In Scotland, histories of women in a local context are often overlooked as The Biographical Dictionary of Scottish Women testifies. Some Scottish women’s histories come from kailyards, country kirks or crofts; their writing, much maligned, defies marginalisation as do their archivists. Some writers who were born into simple and relatively innocent homes worked to observe and record events for Scottish City newspapers, serving a complicated and violent world. Through journalism for local, national and international readership the paradigms have shifted.
One female writer whose travel journalism, stories and features have been put together, in what she (as a linguist) might call Festschrift, is now in print. Consider the Animals is a fragment of her full corpus, as Graeme Orr, the writer’s son, makes clear. Winifred Nancy Primrose Orr (nee Cowan in 1917) used her familiar pet name Pippa and her husband’s middle name, Stuart, for some articles in this book, but she wrote as WN Orr for the Glasgow Herald.

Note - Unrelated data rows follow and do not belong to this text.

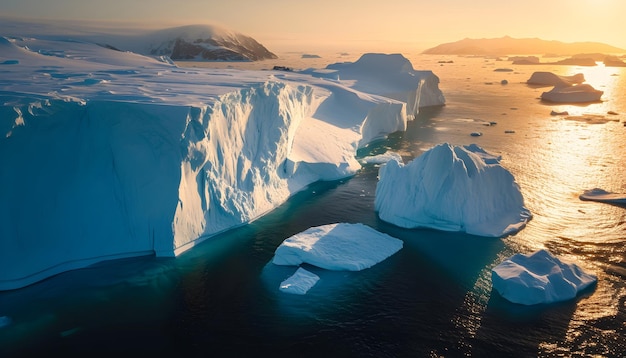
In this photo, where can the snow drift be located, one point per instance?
(452, 188)
(110, 154)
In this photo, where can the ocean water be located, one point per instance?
(433, 298)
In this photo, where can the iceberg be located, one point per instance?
(539, 278)
(581, 93)
(603, 196)
(391, 76)
(339, 247)
(542, 78)
(300, 282)
(452, 188)
(381, 158)
(111, 154)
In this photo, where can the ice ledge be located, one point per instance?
(132, 165)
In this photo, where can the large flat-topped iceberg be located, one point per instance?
(452, 188)
(342, 247)
(112, 154)
(539, 278)
(388, 75)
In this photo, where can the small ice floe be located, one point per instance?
(582, 93)
(603, 196)
(452, 188)
(300, 282)
(381, 158)
(550, 79)
(539, 278)
(339, 247)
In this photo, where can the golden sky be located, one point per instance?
(382, 25)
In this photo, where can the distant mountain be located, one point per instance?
(510, 46)
(193, 42)
(198, 42)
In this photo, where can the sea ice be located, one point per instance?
(550, 79)
(300, 282)
(603, 196)
(581, 93)
(341, 246)
(115, 154)
(391, 76)
(539, 278)
(452, 188)
(381, 158)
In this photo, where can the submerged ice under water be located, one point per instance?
(433, 298)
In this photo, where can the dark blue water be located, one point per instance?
(432, 298)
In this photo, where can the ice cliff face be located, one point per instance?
(108, 154)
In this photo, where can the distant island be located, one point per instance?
(528, 46)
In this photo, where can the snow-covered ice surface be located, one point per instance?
(603, 196)
(388, 75)
(543, 78)
(581, 93)
(341, 246)
(539, 278)
(114, 154)
(567, 89)
(452, 188)
(381, 158)
(300, 282)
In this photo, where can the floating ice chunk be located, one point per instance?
(601, 195)
(381, 158)
(539, 278)
(551, 79)
(389, 75)
(451, 188)
(342, 246)
(300, 282)
(573, 94)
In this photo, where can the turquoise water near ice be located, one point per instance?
(432, 298)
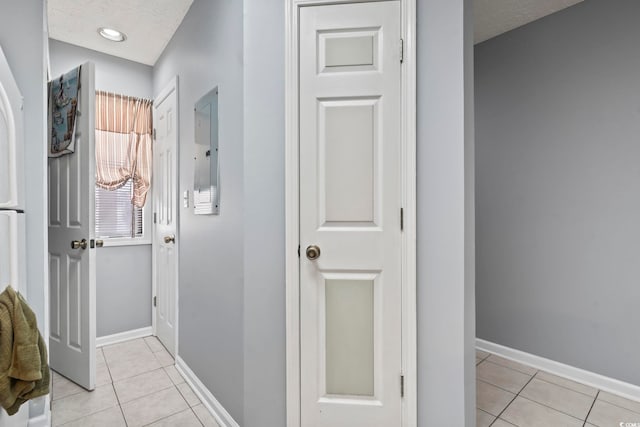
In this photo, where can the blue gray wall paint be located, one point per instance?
(445, 239)
(264, 240)
(123, 294)
(558, 179)
(207, 51)
(204, 52)
(113, 74)
(22, 38)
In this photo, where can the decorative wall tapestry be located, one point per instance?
(63, 106)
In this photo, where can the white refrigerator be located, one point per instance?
(12, 216)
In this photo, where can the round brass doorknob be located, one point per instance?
(313, 252)
(79, 244)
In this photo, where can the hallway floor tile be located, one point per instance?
(512, 394)
(137, 385)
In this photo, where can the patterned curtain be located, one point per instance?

With older sister Maudie and elder brother Ronald, Pippa seems to have had a pleasant childhood that was regulated between home and the local Kirk. The outskirts of Glasgow remained largely rural, and she could enjoy the freedom of playing in gardens and woods. She went to Park School for Girls in Glasgow and graduated from Glasgow University with a First in French and German. Although invited to study for a doctorate in the subject of Rainer Maria Rilke, the Second World War intervened and she became a tutor to Polish servicemen.
Pippa’s Glasgow Herald articles, from 1960s onwards, can still to be traced, ideally perhaps through Dundee University Archives. Other articles by her appeared in Countryman, Country Life, the Scotsman, the one issue of the Scotswoman (8 March 1995 edited by Lesley Riddoch) and the Christian Science Monitor (established in 1904 by Mary Baker Eddy with the intention ‘To injure no man, but to bless all mankind’). That much, we know from the Preface. Many of the other historical details are blurred and we are left witness to the author’s zest for life, her pleasures in travel, in the natural world, in the direct experiences of birdsong, or the relationships between dogs and men. One detail omitted from the book is that Pippa published The Gift of Birds (edited by Larry Habegger and Amy Greimann Carlson) with Traveller’s Tales of Palo Alto, in 1999.

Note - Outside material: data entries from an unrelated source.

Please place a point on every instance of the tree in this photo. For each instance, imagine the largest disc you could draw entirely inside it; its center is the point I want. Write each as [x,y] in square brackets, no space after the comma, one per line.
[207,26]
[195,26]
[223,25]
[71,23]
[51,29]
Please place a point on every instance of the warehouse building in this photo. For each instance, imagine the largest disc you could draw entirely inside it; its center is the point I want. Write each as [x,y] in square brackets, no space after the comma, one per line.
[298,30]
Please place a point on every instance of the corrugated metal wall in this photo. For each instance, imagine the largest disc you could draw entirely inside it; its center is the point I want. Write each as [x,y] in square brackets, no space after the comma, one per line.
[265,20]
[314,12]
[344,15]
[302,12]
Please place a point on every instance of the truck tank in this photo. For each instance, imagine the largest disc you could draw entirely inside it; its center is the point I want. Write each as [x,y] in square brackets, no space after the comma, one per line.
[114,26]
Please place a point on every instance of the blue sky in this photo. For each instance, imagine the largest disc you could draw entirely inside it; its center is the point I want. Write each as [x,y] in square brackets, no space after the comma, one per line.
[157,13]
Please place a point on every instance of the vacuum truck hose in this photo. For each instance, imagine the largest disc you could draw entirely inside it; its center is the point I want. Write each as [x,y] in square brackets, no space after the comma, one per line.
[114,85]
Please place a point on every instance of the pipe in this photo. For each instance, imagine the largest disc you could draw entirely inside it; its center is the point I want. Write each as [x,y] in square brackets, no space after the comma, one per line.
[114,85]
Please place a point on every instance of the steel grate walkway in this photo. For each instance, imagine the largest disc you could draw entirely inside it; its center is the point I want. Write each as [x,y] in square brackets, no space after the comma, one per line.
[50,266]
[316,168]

Whilst Pippa’s works are informed by immense reading and a wide knowledge of different languages, they do not have the dryness of academic work and the articles can be ready easily, in short bursts. The absence of historical recording might send ‘the professional historian’ mad with frustration. But in the absence of sequential records, there is, nevertheless, a voice from the 1960s onwards, trying to make sense of the enchantment of nature and travel.

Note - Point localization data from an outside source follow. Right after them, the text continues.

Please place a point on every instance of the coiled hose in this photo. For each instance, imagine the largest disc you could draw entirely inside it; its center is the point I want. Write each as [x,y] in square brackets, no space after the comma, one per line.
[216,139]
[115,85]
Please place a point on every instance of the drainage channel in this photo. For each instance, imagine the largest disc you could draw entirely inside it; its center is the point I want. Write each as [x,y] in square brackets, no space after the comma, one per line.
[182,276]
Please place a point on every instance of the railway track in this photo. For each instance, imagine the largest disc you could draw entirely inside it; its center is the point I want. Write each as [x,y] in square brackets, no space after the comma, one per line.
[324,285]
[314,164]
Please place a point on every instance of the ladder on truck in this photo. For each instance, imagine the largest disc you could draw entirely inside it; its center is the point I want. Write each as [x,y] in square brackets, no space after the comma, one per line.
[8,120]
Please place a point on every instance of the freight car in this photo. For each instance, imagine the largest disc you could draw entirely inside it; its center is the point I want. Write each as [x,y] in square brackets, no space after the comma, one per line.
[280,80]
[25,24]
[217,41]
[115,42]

Even if you know there is evidence to the contrary, you still want to hear truth as someone else finds it and to see beauty by being shown other points of view. When things like natural peace, stillness and spiritual silence can just be romantic notions from idealised pasts, and cruel and vindictive turns of fate continue to damage people scrambling for life, someone like Pippa can remind you how important it is to observe pleasures and act to alleviate pain.